In a court brief, Musk’s attorneys disclosed that he never submitted a tweet for preapproval, and that he has a representative reviewing his tweets in real time upon publication.

“That’s not what the SEC negotiated in its settlement,” she noted.

But Judge Nathan was not so easily swayed. ”You’re taking that out of context, aren’t you?” she interjected.

She also had stern words for Musk, however telling the tech tycoon that it did not matter whether he is a “small potato or a big fish.”

“That’s the rule of law,” she added.

Musk’s attorney John Charles Hueston, from the firm Hueston Hennigan LLP, questioned whether his client could be sanctioned at all for breaching such cloudy verbiage.

“Not for contempt given the murk of the policy in place,” Hueston said.

Nathan appeared uncomfortable with allowing that standard to prevail.

“The court needs to give clear and unambiguous orders,” she said.

If the terms are unclear, she suggested, the consent judgment may need to be vacated or modified.

“In the case of ambiguity, no contempt can be brought,” she noted. “But if you prevail, something has to change.”

Musk has made no secret for his disdain for the SEC.

In an emotional interview with “60 Minutes” last year, Musk proclaimed: “I do not respect the SEC. I do not respect them.” 

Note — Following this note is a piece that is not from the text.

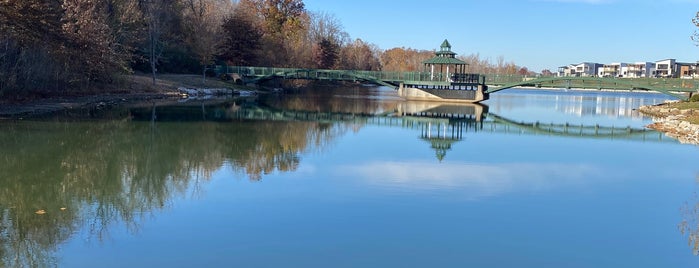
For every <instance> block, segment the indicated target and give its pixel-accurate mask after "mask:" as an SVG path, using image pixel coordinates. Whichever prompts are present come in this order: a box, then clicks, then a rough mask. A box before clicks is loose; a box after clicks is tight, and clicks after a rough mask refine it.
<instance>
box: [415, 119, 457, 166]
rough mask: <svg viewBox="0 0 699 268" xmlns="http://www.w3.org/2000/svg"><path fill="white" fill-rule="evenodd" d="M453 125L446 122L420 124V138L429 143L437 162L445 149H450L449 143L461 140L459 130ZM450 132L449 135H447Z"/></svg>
mask: <svg viewBox="0 0 699 268" xmlns="http://www.w3.org/2000/svg"><path fill="white" fill-rule="evenodd" d="M454 127H455V126H454V125H451V124H448V123H437V124H435V125H433V124H432V123H427V124H423V125H422V134H421V135H420V139H422V140H424V141H427V142H429V143H430V145H431V147H432V149H434V151H435V156H436V157H437V160H439V162H442V160H444V157H445V156H446V155H447V151H449V150H451V145H452V144H453V143H456V142H458V141H461V139H462V138H461V132H460V131H457V129H456V128H454ZM448 132H451V135H447V133H448Z"/></svg>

Shortly after signing the original settlement, Musk tweeted: “Worth it.”

Crumpton quoted this language to ask the judge to impose a substantial financial penalty.

“We ask the court to make him pay a meaningful fine to make it not ‘worth it,’” Crumpton said.

Nathan today noted the assertion by Musk’s attorneys that their client has cut down on his tweeting about Tesla since last year’s settlement.

Tesla wrote a letter to the court arguing that Musk’s tweet did not contain material information, and an expert appointed by his attorney found that it did not move stock prices.

“The market gave the judgment: immaterial,” Hueston said.

Nathan appeared reluctant to have Tesla’s judgment over Musk’s compliance with the judgment substitute for her own.

“If you prevail today, your argument is that I have no future role?” the judge asked.

The question hung heavy over the proceedings because Tesla has stood by their CEO and co-founder.

“Tesla has, for whatever reason, thrown its lot with Mr. Musk,” Crumpton put it, calling that alliance “troubling.”

Perhaps chastened by the fallout of his TV bluster, Musk sat stone-faced beside his attorney for most of the proceedings.

During Crumpton’s arguments, however, the fiery billionaire could not restrain reactions to his SEC pursuers. 

Musk arched his brow and quizzically frowned as Crumpton spoke, and nodded heavily at his own attorney rattling off statistics about Tesla’s anticipated production.

At the end of the hearing, Musk gave the proceedings high marks, telling reporters that he was “very happy” with how they went and “very impressed with Judge Nathan’s analysis.”